Point one: Morris was dead. They mourned him now in the most banal of all possible ways: by committee. From behind his podium, Eddie informed the assembled men that the company would be sending official condolences to his family. Carter hadn’t even known Morris had one.
Point two: funeral. Ted, with his arms folded across his chest and his eyes constantly shifting to watch his flanks, said that everyone was ordered to attend a brief service for the dearly departed scheduled for later that same night. Full dress. Show off their fancies and hard hearts for the wogs. The pilots all cursed him under their stinking breath.
Point three: arrangement and disposition of forces. To be determined at some later date, unspecified. First squadron was now two men down, Danny first, now Morris. They were a weak link, to be officially assumed strong until further word and a rejiggering of the roster. Billy Stitches was to be commended on his unexpected promotion as flight lieutenant within first squadron now, please, with polite applause. That done, it was suggested that his brand-new lieutenant’s wings would count as an extra man, or something like that. Carter was paying very little attention.

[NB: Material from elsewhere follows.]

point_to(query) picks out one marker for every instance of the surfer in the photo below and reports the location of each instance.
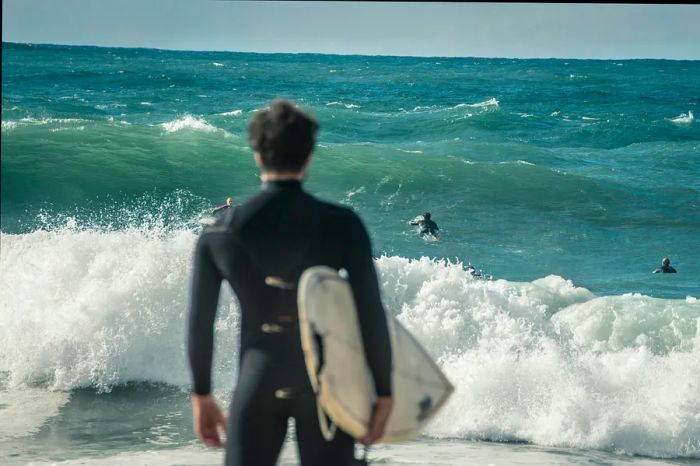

At the front of the room, Ted shifted uncomfortably while Eddie spoke. When it was his turn to talk, he said as few words as possible. When Eddie stood behind the podium, Ted kept looking at him like he was waiting for a snake to jump out. He wore a look the whole time as though half his mind was going. Like it was actually trying to squirm its way free from inside his skull.
“Commander Prinzi is going to run through the details of yesterday’s action,” Eddie said. “I think there are things here that we can all learn from.”
Point four: the action. Ted took the floor. He switched on the map projector, the other electronics around him, punching their buttons with a little more force than absolutely necessary. Eddie leaned, beaming, against the podium. Ted discussed the last flight of Morris Ross, working a laser pointer like it was a club, smashing it across the three-dimensional map projection that grew out of the wall. Everywhere he pointed, map marks would light up. They would dim again as he moved on. It was a nice effect.
“Bomb-damage assessment,” Ted said, then something else, then, “First squadron here. Formation breaks east, hooks around the edge of the ridgeline here,” then something else again. Carter watched as four little blue triangles lit up on the map, altitude, heading, and airspeed indicators spelled out in even tinier blue letters beneath. The little triangles did just as Ted said, pausing when he did and moving when he spoke. “Now, two planes break to dive,” he said, and the triangles moved.
Carter was tuning in and out, watching the little blue triangles follow Ted’s merciless direction. It was all very slick, but there was a feeling like he was making Morris die all over again with his words, making the triangles break, move into position for the coming kill. Part of Carter wanted him to stop—as though interrupting the presentation could suspend the terrible thing that was coming. Carter wondered if Ted had rehearsed this, too, while he’d waited for him and Fenn to go and gather the officers. Sitting there in the audience, Carter wanted Ted to say, Happily ever after, clap his hands, and make everything right again, but he didn’t. He just droned on, moving Morris’s triangle closer and closer to death. Jack Hawker was staring straight ahead with his mouth open like he’d been hit in the back of the head with a sack of nickels and was waiting to fall. Beside Carter, Fenn was asleep. He had a knack for doing it with his eyes open, like being dead himself. Porter, the first squadron flight leader, was staring at the floor.
Ted again: “Billy and Albert here, flying high cover at six thousand. Porter, this is you and Morris, down at one thousand, dropping speed for observation of the target area, yeah?”
Porter nodded. And as if his neck were on a spring, once he started nodding, he didn’t seem able to stop.
Eddie was watching the action on the map with the vapid, distracted grin of a game-show hostess. To Carter’s eye, there was something so terribly deliberate and false about his every motion and every twitch of his pretty, pretty face. Even his teeth were perfect, and he seemed somehow to have far too many of them crammed into his sucking little mouth. He thought about Vic and had to shake his head to make her face go away. It was reflex—his body jumping at the barest scent of her presence, real or imagined. Vic leaning over him in the dark, her hair falling like curtains around them, blocking out the greasy light of the fires in the distance. Vic leading him by the hand away from last night’s festivities, turning back to look at him over one shoulder, smiling with a sadness so deep it was as if she’d swallowed an ocean.